On Fri, Jul 29, 2011 at 9:00 AM, Richard Stallman <address@hidden> wrote:
>    Is not the default today to have single users machines? And in other
>    cases have accounts setups so that clashes will not occur.
> Most machines today are single users, but I don't follow the second
> part.  What do you mean by "account setups"?
> Normally, in a multi-user machine, people cooperate and there are some
> files that various people might edit.
> --
> Dr Richard Stallman
> President, Free Software Foundation
> 51 Franklin St
> Boston MA 02110
> www.fsf.org  www.gnu.org
> Skype: No way! That's nonfree (freedom-denying) software.
>  Use free telephony http://directory.fsf.org/category/tel/

Another common use case is single systems with multiple serial users
i.e. there is only ever one person actively using the system, but it
is used by multiple people. In the 'old days' you would have to log
out to allow another person to log in (via the same keyboard/monitor
etc). However, many systems now have a 'switch user' context, which
allows the desktop to switch to another user without the previous use
logging out. Potentially, this could have locking implications.

Yes, as far as I know, most of the remote file systems do have an
entry in the output of df, at least under GNU Linux.
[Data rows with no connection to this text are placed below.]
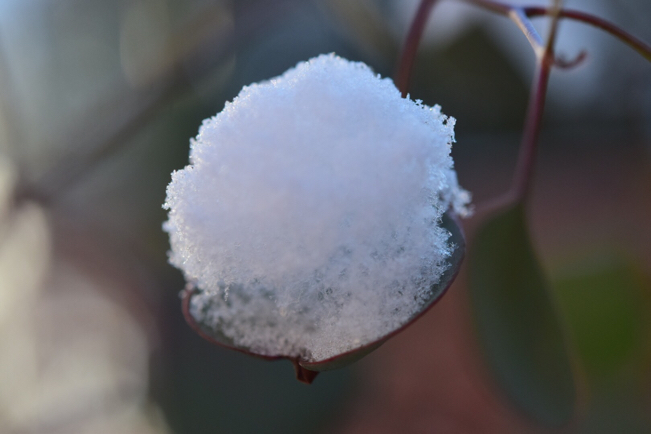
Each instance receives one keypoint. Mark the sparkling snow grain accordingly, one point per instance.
(308, 216)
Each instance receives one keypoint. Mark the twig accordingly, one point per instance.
(410, 48)
(505, 9)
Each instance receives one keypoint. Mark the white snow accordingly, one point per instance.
(308, 215)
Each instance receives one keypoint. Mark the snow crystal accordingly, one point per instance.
(309, 214)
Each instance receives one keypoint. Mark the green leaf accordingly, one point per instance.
(517, 322)
(603, 300)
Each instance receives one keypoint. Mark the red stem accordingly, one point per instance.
(529, 145)
(410, 48)
(534, 11)
(637, 44)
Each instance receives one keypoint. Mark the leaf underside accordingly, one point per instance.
(517, 322)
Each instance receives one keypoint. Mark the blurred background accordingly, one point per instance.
(98, 101)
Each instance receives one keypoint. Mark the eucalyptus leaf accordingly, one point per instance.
(517, 321)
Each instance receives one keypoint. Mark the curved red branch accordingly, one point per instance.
(410, 48)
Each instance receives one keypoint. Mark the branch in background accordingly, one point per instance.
(410, 48)
(506, 9)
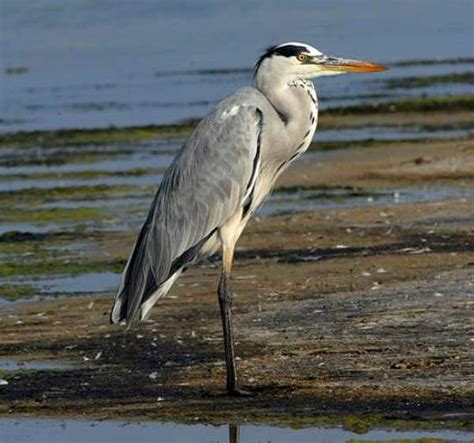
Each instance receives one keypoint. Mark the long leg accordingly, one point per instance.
(225, 304)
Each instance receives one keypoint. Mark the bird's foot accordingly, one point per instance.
(237, 391)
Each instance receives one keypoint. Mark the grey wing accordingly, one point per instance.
(202, 188)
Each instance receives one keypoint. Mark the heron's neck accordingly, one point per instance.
(293, 99)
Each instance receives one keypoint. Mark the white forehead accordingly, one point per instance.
(309, 49)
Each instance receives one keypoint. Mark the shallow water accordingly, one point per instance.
(76, 431)
(182, 56)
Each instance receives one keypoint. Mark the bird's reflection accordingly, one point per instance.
(234, 433)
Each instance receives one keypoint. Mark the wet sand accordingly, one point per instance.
(359, 316)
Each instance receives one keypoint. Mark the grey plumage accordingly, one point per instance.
(221, 175)
(202, 188)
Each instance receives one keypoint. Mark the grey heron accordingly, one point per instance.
(220, 177)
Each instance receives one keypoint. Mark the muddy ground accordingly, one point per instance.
(361, 315)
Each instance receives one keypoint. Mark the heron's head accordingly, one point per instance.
(299, 60)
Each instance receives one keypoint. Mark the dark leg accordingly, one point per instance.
(234, 434)
(225, 304)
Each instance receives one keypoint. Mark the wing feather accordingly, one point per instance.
(201, 189)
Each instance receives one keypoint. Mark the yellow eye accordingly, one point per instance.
(302, 57)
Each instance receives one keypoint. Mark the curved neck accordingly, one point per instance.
(289, 97)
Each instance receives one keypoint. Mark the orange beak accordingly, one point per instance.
(337, 64)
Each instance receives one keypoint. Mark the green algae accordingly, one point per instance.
(82, 175)
(13, 292)
(60, 267)
(38, 195)
(90, 137)
(110, 136)
(428, 104)
(55, 215)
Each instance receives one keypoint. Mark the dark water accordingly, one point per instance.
(75, 431)
(98, 63)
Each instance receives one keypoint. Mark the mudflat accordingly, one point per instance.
(360, 314)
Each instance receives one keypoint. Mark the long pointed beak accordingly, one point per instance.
(337, 64)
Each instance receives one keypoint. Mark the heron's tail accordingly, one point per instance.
(136, 284)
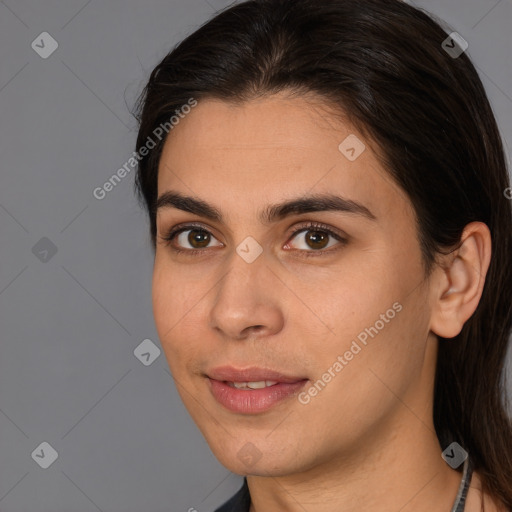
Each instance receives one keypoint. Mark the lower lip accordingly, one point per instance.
(250, 401)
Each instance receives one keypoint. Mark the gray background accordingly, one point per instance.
(70, 324)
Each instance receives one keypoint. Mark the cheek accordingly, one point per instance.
(174, 308)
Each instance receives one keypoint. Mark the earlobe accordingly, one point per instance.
(459, 281)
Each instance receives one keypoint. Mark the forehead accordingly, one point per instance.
(271, 148)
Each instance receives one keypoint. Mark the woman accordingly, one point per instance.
(332, 289)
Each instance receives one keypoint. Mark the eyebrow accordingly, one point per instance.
(272, 213)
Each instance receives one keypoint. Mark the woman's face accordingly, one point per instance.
(342, 317)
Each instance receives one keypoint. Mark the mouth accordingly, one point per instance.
(252, 390)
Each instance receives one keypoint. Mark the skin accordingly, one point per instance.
(367, 440)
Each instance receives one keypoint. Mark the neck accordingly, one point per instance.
(400, 470)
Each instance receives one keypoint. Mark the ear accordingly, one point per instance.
(459, 280)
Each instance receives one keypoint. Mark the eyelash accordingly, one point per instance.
(317, 226)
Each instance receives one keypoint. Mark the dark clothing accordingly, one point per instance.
(241, 501)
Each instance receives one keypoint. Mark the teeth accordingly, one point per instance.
(253, 385)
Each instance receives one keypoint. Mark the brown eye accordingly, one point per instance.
(198, 238)
(316, 239)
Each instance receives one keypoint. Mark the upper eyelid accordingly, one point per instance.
(302, 226)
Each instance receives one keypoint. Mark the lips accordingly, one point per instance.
(252, 390)
(252, 374)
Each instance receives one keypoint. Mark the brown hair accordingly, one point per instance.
(382, 63)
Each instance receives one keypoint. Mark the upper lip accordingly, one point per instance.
(252, 374)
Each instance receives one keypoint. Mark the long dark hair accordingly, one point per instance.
(383, 64)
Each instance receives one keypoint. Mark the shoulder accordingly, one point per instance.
(240, 502)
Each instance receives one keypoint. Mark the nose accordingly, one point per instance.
(247, 302)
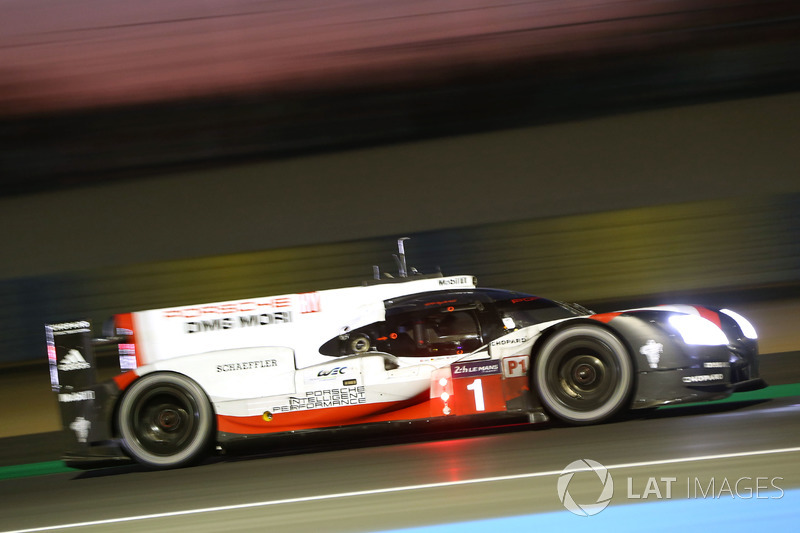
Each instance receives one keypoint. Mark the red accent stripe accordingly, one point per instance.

Another common
remote filesystem is sshfs, which uses the fuse utilities with ssh and
can be dynamically created by the user. While most remote filesystems
can are listed in df, not all of them have entries in fstab and the
list is or can be somewhat dynamic i.e. change during a user's

It seems that the issue isn't really about conflict detection per se,
but rather how emacs implements it via symlinks. If the OS level file
locking has matured enough, it would certainly be something worth
looking at as I imagine it will allow emacs to perform such protection
'privately' and not put things in the filesystem which can impact on
other programs.  Personally, I've not found this an issue as the
symlinks that emacs uses are easy to recognize and most of the scripts
I use are ones I've written and told to ignore such links/directories.